Hello, I am performing WGCNA to relate genes with specific traits. While constructing signed network by specifying network type and TOM type as "signed", I couldn't decide the appropriate power. So I constructed multiple networks with 7 different powers (6,7,8,9,10,12,14) and further created heat-map of module-trait correlation for each of the power. My R-square values in network construction are increasing from 0.5 (power 6) to 0.8 (power 14) but mean connectivity falls after power of 7.
Surprisingly I'm getting same correlation (0.8) but with different number of genes in respective modules for each power.
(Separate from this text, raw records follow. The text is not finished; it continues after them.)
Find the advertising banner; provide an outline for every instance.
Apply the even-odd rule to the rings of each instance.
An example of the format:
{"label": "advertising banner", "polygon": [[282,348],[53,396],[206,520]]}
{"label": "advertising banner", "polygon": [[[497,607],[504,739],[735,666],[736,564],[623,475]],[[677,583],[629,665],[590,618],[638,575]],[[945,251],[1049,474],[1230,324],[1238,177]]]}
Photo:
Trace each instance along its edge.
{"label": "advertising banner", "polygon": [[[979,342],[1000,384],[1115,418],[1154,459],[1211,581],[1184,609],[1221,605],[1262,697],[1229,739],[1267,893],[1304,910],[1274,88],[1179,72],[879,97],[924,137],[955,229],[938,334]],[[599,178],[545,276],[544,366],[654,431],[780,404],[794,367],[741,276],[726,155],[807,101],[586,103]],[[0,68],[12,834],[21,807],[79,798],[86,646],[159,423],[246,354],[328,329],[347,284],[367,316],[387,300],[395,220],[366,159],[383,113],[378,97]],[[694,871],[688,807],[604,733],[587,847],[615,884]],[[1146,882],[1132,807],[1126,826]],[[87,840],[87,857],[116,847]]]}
Why is the correlation values same in each case and which power should I consider now?
Thanks
I don't get your question so help me to understand.
You are wondering: 1) why the number of genes in modules changes with different power thresholds; 2) why the module-trait correlation values do not change with different power thresholds.
Sorry for the confusion, my question is 1) If the correlation values are same for all power thresholds, the number of genes in the module at different power varies. so now i don't know how many genes to consider. for example I am getting 86 genes(power 6), 108 genes(power 8), 156 genes(power 10), and 87 genes(power 14), all with the same correlation of 0.8. There is no particular trend of genes obtained with increase in power thresholds. Hence, I can't decide how many genes are truly correlated or if there is a false clustering. 2) yes, so if the power thresholds are increasing from 6 to 14 with corresponding R-square (scale independence) increasing from 0.5 to 0.8, then why is the correlation same in all the cases? Thus, I am not able to decide which power threshold I should proceed with.
First, you should use the soft-thresholding power corresponding to a scale-free topology fit index above 0.8 and with mean connectivity below 100. A section in the WGCNA faq explains how to choose the soft-thresholding power.
Second, the reason why you always get the same (exact same?) correlation of 0.8 in the module trait relationship could be that no matter what power you pick, the hub genes in that particular cluster do not change.
Third
Would you mind sharing the output of the
pickSoftThreshold()
function? How many samples do you have?Thank you for the suggestion. The correlation values are not exactly same, but varies in the range of 0.82 (power 6) to 0.84 (power 14). I have total 463 samples and 14k genes. The graph and fit indices values are attached below.
The data looks good to me. Use 14 and go ahead with the analysis. The differences you see in the module size are mostly caused by non-hub-genes. Because these genes do not really contribute to the module eigengenes, hence you do not see a significant change in the correlation values of the module-trait relationship.
Thanks a lot for helping me out. I understand the explanation and will proceed ahead with power of 14.
perhaps additional sample QC and sample/gene filtering is needed to clean up your data before optimizing your WGCNA analysis?
I already performed a heterogeneity analysis before going for WGCNA and removed outliers. Also I preprocessed the data according to WGCNA guidelines. So now I have a good homogeneous data.